RALEIGH, N.C. — The Islanders only have one option, and that is to believe they can do the extremely unlikely.
So there was no need for them to explain why they were in such an upbeat mood for practice Thursday, or why they had such an optimistic point of view as they take a 3-0 deficit in this best-of-seven, second-round series against the Hurricanes into a must-win Game 4 Friday night.
They were holding onto the belief they could be the fifth team in the history of the NHL to overcome this monumental obstacle. And that’s because so few people believed they would be here in the first place, having secured 103 points during the regular season before their sweep of the Penguins in the first round.
“No one believed in us to have the regular season that we did,” captain Anders Lee told The Post after practice. “No one believed in us to beat the Pens, no one believes in us to come [back]. We’ll see what happens. Just keep doing what we’re doing in the sense of sticking together, playing for one another, and seeing what happens. That’s all we can do.”
There is a lot more the Islanders can do on the ice to give themselves a chance, at least to extend the series and send it back to Brooklyn for Game 5 on Sunday night. The offensive confidence frittered away during the 10-day break between series, and it was helped along by the Hurricanes playing a swarming defensive style. Each game has been relatively close — the 5-2 score in Game 3 abetted by two late empty-net goals — but all of the big plays have been made by Carolina.
“We understand and we talk about how close these games have been,” Lee said. “Not a bounce, but a play here or there, the series could be 2-1 or 1-2. It could be different than what it is. But at the same time, we’re down 3-0.”
Perhaps the biggest culprit in the Islanders’ current predicament has been losing the mental sharpness that defined their first-round performance. As the Hurricanes came off a double-overtime Game 7 to beat the Capitals, the Islanders moseyed into the series with no ability to maintain the mentality needed in the postseason.
“You can’t replicate playing and you can’t replicate mindset,” coach Barry Trotz said. “That’s why you see the teams in the National Hockey League, they all go through it — they go through slumps, [and] they go through times when you can’t lose a game no matter how hard you try. That’s sometimes the way it goes.”

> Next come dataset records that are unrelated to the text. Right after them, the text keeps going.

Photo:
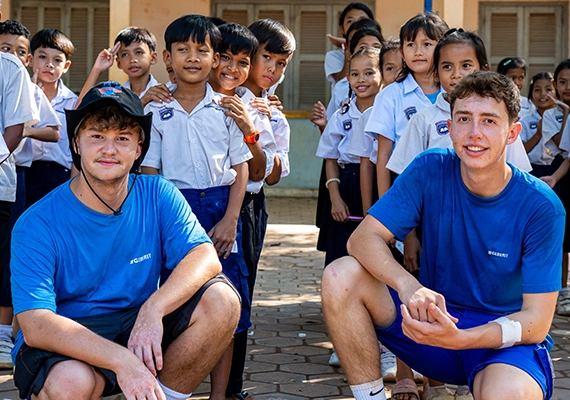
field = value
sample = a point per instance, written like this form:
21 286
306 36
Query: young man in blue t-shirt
85 281
491 241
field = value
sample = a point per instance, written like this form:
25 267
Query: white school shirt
527 107
551 125
17 106
282 133
195 150
334 62
58 152
361 145
393 108
266 138
428 130
335 140
539 154
24 153
152 82
339 96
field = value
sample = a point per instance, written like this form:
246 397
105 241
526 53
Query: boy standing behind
51 52
135 48
202 151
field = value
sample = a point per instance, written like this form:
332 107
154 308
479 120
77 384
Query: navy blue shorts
459 367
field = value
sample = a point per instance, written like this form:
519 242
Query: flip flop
406 386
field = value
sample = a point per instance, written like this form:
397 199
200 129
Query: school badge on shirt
166 113
441 127
410 111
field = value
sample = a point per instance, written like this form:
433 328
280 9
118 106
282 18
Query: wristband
511 331
331 180
252 138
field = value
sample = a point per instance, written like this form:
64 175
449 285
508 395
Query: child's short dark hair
354 6
459 36
136 34
10 27
389 45
274 36
52 39
237 39
195 27
359 34
492 85
509 63
541 75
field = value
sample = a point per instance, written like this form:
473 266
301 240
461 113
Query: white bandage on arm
511 331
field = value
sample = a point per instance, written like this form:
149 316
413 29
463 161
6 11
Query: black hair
10 27
363 23
509 63
136 34
195 27
433 26
274 36
237 39
370 52
52 39
354 6
459 36
217 21
389 45
541 75
360 33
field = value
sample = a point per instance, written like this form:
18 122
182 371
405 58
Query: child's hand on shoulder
159 93
237 110
262 105
106 58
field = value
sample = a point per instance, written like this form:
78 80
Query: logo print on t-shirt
441 127
410 111
166 113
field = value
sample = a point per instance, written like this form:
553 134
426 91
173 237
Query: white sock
172 394
369 391
6 333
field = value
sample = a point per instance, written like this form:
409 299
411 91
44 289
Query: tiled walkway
289 347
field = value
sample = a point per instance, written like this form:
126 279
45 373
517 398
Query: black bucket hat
103 95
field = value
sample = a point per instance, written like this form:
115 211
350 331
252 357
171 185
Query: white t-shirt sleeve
412 142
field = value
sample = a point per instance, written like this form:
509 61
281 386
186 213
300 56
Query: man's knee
72 380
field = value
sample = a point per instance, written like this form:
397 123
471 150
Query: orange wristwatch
252 138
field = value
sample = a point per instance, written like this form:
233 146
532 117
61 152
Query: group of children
216 134
393 106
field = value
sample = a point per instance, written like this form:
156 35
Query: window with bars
536 32
305 81
86 23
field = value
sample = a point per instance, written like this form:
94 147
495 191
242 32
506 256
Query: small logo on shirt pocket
410 111
166 113
441 127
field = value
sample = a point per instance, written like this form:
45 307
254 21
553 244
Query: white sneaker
334 361
5 357
563 304
388 365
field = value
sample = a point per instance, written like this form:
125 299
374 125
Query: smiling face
231 72
135 59
418 53
192 61
364 76
16 45
50 63
480 131
266 70
456 61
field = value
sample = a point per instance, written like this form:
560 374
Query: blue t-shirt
479 253
77 262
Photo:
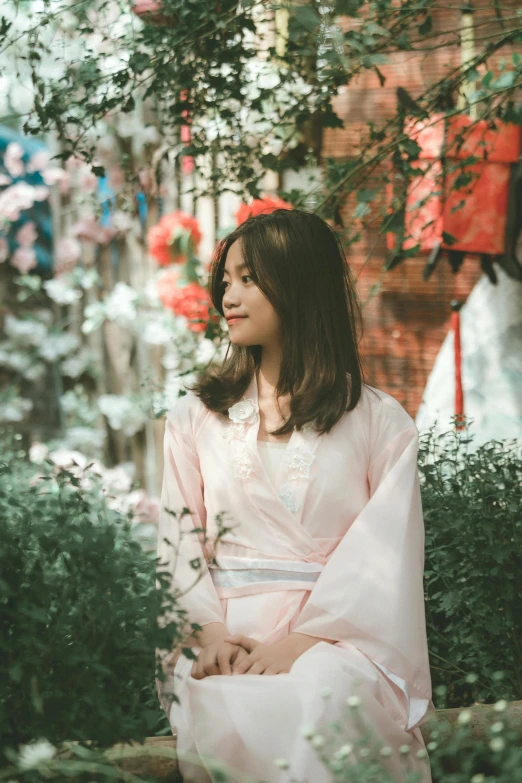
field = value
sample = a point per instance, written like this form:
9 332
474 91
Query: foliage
81 612
456 754
471 501
198 67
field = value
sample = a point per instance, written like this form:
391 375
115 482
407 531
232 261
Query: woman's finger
257 668
245 641
223 659
243 666
272 669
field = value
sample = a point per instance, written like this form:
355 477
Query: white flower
122 413
57 346
156 333
24 331
205 351
60 291
38 452
343 751
94 317
464 717
243 465
297 463
35 372
244 412
15 410
289 498
497 744
87 439
67 458
36 753
120 305
76 365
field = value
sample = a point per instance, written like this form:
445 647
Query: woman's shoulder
187 414
383 410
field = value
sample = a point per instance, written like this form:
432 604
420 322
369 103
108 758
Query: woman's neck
268 372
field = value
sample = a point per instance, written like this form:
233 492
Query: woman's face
260 324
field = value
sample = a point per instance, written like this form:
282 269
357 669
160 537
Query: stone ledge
144 760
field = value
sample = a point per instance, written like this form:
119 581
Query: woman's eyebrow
238 267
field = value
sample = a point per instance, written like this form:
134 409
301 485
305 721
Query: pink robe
333 549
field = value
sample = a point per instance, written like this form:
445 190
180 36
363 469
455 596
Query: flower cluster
260 206
173 238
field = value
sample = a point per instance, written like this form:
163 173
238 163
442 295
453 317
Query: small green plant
455 754
472 500
84 612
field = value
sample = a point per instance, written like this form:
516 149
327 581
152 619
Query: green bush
472 501
81 614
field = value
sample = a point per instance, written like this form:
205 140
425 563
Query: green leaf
427 26
307 17
504 81
347 7
364 196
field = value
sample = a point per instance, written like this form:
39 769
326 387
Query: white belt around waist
234 573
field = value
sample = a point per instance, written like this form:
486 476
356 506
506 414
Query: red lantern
150 12
461 208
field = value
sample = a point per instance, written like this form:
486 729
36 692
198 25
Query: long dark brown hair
296 259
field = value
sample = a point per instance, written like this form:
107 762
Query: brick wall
408 319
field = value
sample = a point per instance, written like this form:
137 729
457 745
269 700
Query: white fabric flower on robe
244 412
297 463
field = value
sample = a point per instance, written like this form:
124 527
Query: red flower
163 238
259 206
191 300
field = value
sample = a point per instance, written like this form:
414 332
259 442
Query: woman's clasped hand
241 654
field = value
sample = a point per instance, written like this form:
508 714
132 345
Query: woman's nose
230 298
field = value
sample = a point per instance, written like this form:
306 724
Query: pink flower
260 206
38 162
88 181
163 238
24 259
53 175
116 177
4 249
68 253
191 301
20 196
90 229
27 234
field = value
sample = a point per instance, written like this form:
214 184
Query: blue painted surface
40 213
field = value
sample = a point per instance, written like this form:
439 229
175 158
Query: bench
144 762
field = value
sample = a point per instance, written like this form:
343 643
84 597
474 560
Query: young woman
320 582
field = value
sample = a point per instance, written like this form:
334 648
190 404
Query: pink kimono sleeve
371 591
183 487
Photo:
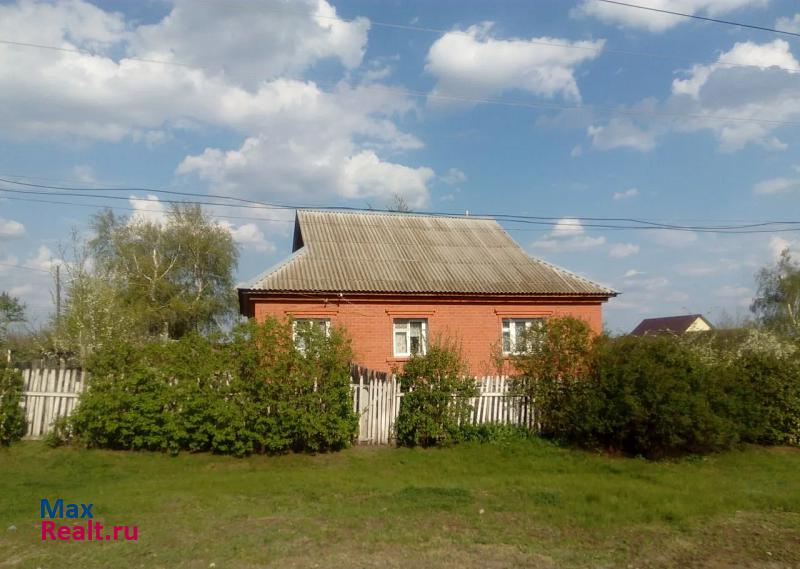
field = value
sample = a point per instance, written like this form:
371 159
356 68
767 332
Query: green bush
493 433
647 396
12 416
255 392
553 366
437 400
656 398
765 392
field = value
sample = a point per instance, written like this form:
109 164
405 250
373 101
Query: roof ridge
388 213
252 283
559 269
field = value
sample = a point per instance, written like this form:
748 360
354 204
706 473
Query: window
308 325
514 331
410 337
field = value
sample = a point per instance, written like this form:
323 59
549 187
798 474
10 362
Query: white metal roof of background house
407 253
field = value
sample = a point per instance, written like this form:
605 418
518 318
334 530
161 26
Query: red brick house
396 280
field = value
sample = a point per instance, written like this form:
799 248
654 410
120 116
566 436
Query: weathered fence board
377 396
49 393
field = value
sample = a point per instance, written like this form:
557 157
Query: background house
672 325
397 280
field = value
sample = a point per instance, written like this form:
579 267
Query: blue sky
318 103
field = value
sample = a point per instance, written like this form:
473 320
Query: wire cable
552 222
485 100
696 17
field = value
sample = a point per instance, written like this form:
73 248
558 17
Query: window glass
400 345
305 325
514 330
410 336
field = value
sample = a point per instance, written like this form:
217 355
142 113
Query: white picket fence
49 393
377 396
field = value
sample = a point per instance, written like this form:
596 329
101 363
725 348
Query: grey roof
380 253
667 324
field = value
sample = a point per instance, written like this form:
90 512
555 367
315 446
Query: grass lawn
525 504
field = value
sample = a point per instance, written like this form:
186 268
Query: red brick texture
474 322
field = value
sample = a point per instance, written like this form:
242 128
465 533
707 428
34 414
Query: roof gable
668 324
377 252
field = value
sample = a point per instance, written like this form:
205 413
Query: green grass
523 504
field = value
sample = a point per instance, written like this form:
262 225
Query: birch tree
777 301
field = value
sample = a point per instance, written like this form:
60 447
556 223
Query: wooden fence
377 396
50 393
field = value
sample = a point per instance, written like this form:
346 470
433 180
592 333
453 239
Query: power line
24 267
604 49
135 189
493 101
93 53
273 205
552 222
696 17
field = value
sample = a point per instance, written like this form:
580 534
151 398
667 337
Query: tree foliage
11 310
553 361
138 279
777 301
436 403
253 392
177 276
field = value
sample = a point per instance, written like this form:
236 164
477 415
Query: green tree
438 388
553 363
777 301
11 310
177 275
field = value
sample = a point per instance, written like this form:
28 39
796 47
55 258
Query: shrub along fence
51 393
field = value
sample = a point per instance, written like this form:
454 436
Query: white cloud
739 295
250 236
730 291
627 194
672 238
789 24
777 186
778 245
256 41
44 259
316 170
658 22
298 140
476 63
568 235
750 103
10 229
621 133
148 209
84 174
622 250
454 176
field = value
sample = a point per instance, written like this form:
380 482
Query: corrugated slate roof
666 324
379 253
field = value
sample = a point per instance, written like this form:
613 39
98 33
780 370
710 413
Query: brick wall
477 324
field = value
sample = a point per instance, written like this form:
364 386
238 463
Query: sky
549 108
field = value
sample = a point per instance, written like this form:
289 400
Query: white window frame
403 326
510 324
326 322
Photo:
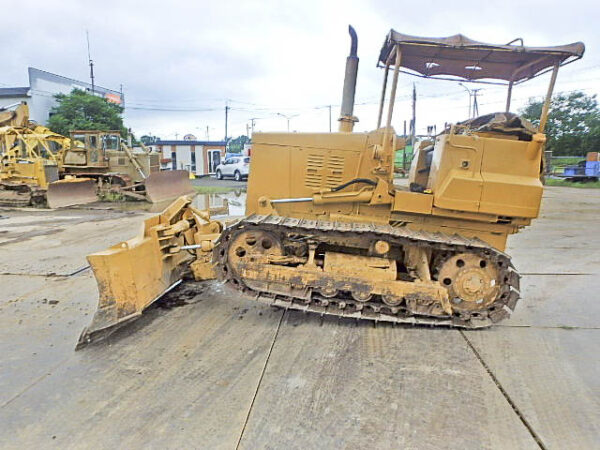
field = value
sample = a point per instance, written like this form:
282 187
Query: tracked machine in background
41 168
29 163
327 231
115 167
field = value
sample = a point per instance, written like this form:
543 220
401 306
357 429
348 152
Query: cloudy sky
181 62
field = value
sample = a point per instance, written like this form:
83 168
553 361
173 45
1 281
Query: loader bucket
68 192
167 185
135 273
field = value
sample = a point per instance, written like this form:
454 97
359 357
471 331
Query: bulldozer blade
135 273
168 184
68 192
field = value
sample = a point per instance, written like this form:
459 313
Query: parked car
236 167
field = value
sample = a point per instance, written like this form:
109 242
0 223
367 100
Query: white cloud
273 56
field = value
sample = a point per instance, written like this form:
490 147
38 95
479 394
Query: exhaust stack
347 119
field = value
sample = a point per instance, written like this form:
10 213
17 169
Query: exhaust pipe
347 118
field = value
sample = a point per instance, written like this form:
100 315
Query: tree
80 110
573 126
149 139
237 145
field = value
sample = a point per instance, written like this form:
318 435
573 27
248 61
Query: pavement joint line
34 382
549 327
507 397
262 374
557 273
46 275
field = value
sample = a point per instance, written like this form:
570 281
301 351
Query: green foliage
82 111
237 145
149 139
573 126
565 183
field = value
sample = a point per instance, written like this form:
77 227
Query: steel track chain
374 311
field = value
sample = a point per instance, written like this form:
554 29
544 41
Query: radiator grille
323 171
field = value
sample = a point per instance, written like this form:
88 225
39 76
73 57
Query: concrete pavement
222 372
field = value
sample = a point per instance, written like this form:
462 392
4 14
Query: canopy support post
383 90
546 107
509 95
394 86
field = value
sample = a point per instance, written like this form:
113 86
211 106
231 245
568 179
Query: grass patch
215 189
565 183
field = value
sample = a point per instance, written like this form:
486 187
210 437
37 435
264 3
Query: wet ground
218 371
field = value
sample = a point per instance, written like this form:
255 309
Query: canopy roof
465 59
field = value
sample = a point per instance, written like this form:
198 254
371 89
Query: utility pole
226 120
253 123
414 120
475 105
288 118
87 34
470 94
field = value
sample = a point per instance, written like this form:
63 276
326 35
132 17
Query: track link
441 245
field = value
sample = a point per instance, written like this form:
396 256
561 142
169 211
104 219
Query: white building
43 86
198 157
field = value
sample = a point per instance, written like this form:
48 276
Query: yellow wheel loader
104 157
327 230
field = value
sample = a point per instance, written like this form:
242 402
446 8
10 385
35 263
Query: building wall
45 85
180 155
5 101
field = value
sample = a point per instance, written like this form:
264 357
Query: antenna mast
87 34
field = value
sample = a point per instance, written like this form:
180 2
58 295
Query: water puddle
231 203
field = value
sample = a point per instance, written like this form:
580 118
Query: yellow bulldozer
30 163
43 168
328 231
104 157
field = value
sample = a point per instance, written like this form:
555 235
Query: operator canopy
467 60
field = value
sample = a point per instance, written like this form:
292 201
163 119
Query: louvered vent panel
322 171
335 172
314 166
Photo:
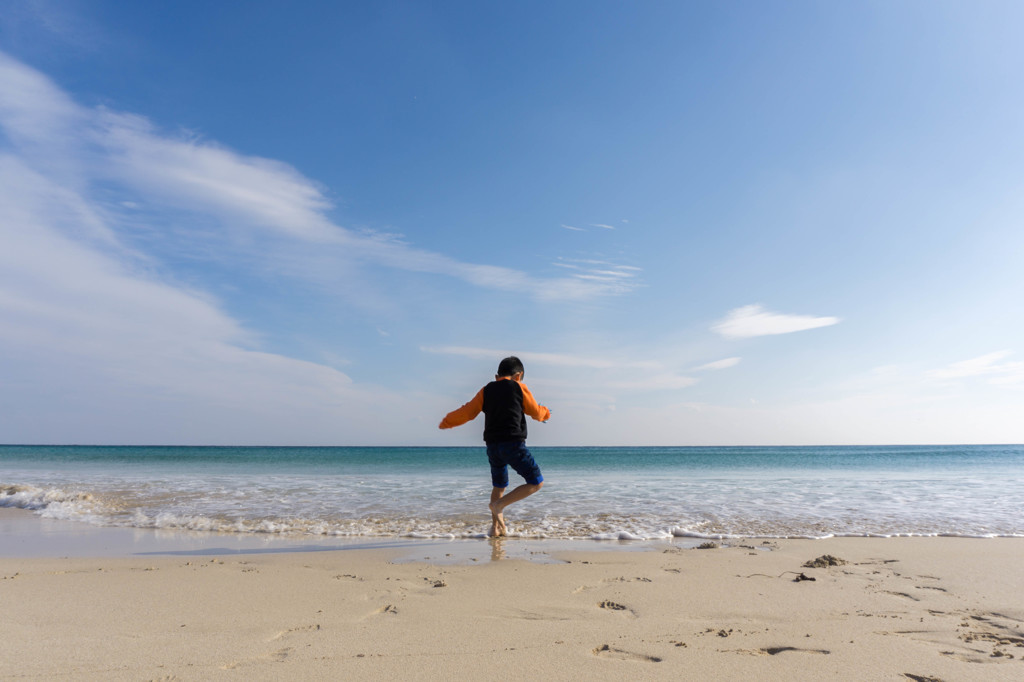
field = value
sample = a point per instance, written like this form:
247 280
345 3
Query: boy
505 403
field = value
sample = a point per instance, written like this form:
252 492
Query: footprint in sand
606 651
285 633
775 650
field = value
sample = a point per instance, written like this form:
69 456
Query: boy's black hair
510 366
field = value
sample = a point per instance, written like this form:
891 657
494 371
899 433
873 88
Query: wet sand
910 608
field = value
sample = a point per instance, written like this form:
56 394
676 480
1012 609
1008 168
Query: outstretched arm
466 413
530 406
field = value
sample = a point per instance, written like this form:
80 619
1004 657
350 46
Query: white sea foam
957 499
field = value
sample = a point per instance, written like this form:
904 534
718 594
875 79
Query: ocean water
590 493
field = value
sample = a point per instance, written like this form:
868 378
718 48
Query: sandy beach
914 608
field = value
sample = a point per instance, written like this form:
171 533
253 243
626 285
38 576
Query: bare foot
498 528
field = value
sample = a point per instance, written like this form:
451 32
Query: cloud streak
989 365
81 148
753 321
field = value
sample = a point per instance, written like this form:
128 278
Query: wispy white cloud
751 321
989 365
82 147
719 365
603 272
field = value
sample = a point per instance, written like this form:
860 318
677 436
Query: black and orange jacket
505 403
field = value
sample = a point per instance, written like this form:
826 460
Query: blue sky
697 223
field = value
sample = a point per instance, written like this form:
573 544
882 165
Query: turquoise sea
590 493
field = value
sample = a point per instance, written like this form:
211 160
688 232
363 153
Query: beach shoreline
899 608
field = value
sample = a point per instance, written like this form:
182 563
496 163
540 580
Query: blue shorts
514 454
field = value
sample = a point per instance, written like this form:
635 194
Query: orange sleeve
466 413
530 407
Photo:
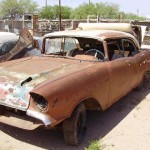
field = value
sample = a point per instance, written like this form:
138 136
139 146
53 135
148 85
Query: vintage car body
79 70
14 46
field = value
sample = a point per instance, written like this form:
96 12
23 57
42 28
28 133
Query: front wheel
74 128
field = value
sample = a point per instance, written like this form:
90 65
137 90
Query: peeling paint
15 96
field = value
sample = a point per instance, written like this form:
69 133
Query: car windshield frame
62 47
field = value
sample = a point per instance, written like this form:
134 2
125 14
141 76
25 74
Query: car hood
19 77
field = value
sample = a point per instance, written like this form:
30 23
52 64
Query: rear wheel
74 128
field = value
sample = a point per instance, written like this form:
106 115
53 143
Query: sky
141 7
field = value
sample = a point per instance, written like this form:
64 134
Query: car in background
13 46
79 70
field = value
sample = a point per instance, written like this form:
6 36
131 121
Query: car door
137 61
120 73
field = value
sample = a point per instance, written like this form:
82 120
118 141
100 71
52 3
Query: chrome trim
39 116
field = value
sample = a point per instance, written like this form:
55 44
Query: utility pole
46 3
59 15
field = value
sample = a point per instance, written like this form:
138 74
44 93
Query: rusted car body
79 70
14 46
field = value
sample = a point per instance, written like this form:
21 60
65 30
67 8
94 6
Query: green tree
131 16
13 8
104 10
46 12
52 12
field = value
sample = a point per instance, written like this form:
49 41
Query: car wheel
74 128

Through the series’ first three games, the Islanders just couldn’t get going. They couldn’t force Carolina into turning the puck over as much as they did with the careless Penguins, so the transition game has been almost nonexistent. Working down low, they haven’t been able to create much space, and so many of the good chances they have gotten were bungled.
There is a big difference between poor execution and bad luck.
“Yeah, we’re in a huge hole. And we have to find a way to climb out of it,” Lee said. “But you can’t climb out of it in one game.”
Yet the season could be over with one more lackluster performance. Trotz called Friday night “our Game 7,” but then there are three more waiting if they want to move on.
It’s a huge challenge, one that only four teams have completed — including the 1975 Islanders, and most recently the 2014 Kings. But the other 208 teams who faced the same deficit lost the series in some manner, giving the current Islanders a historical precedent of a 1.9 percent chance of pulling this off.
“It’s not an ideal situation for us, we know exactly where we’re at,” center Mat Barzal said. “This group is pretty resilient and we’re definitely not going to go away easy. We’re going to fight to that last buzzer. Anything can happen. Crazier things have happened, so who knows?”
And so the Islanders keep on believing, because there is nothing else.